The federal government rang up a small deficit during the April-May period, spending $832 million more than it collected in revenue, Finance Canada reported Friday in its Fiscal Monitor report.
The two-month deficit — $19 million in April, $813 million in May — is a significant improvement over the $2 billion reported during the same period a year ago.
Revenues in April and May were five per cent higher than a year earlier, with both corporate tax and GST revenues rising 9.3 per cent.
On the other side of the ledger, program expenses were up 3.4 per cent from the previous year, mainly due to higher transfer payments — an expenditure Finance Minister Jim Flaherty appears to have in his sights, much to the chagrin of Canada's premiers.

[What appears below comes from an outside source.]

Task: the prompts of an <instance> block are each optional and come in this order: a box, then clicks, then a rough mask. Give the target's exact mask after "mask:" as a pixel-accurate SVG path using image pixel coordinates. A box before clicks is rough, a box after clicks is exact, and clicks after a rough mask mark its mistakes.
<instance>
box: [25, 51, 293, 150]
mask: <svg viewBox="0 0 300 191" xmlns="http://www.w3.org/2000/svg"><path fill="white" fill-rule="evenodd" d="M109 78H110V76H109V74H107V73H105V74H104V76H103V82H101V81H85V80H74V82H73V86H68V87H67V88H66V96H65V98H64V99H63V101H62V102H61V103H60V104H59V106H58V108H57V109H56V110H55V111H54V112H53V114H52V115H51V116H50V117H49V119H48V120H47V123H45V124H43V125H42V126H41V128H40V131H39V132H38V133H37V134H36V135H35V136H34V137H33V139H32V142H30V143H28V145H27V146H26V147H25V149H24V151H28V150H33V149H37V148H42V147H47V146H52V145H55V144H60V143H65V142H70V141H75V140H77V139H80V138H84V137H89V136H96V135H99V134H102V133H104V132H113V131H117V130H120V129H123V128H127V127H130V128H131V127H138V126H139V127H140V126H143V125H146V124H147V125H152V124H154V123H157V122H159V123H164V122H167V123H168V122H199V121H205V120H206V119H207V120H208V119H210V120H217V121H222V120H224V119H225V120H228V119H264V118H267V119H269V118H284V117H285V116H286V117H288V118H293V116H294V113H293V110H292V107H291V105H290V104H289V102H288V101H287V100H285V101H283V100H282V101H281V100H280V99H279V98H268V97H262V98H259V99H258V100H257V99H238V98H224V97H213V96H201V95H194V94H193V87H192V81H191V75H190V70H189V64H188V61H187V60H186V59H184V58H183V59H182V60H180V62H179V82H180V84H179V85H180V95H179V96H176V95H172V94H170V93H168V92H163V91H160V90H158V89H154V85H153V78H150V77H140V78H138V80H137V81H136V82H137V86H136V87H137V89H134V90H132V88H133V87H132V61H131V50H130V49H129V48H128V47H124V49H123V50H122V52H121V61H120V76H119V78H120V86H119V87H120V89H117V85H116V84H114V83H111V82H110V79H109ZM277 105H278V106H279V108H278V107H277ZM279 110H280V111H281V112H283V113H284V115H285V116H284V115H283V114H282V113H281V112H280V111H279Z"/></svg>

On the final day of the Council of the Federation meeting in Halifax, Manitoba Premier Greg Selinger warned that Flaherty's new formula will cut nearly $36 billion in health transfers to the provinces over the next decade if it's allowed to stand.
Selinger slammed Ottawa for imposing the funding scheme without consulting the provincial and territorial leaders, some of whom have long complained that the federal government is taking a unilateral approach to policy development.
Flaherty's plan to change the calculation for health transfers would take effect in 2014. In December, he announced a plan to increase health transfer payments by six per cent annually until 2017.
From there, transfers would be tied to the rate of economic growth and inflation — currently estimated to be about four per cent — but wouldn't fall below three per cent.
Under that scheme, the premiers predict they'll see $36 billion less in federal transfers from 2014 to 2024.
Selinger said the new scheme reduces Ottawa's contribution to the health-care costs of provinces and territories to less than 20 per cent.
For the 2011-2012 fiscal year as a whole, Ottawa has reported a preliminary deficit of $23.5 billion, but that figure is likely to be adjusted.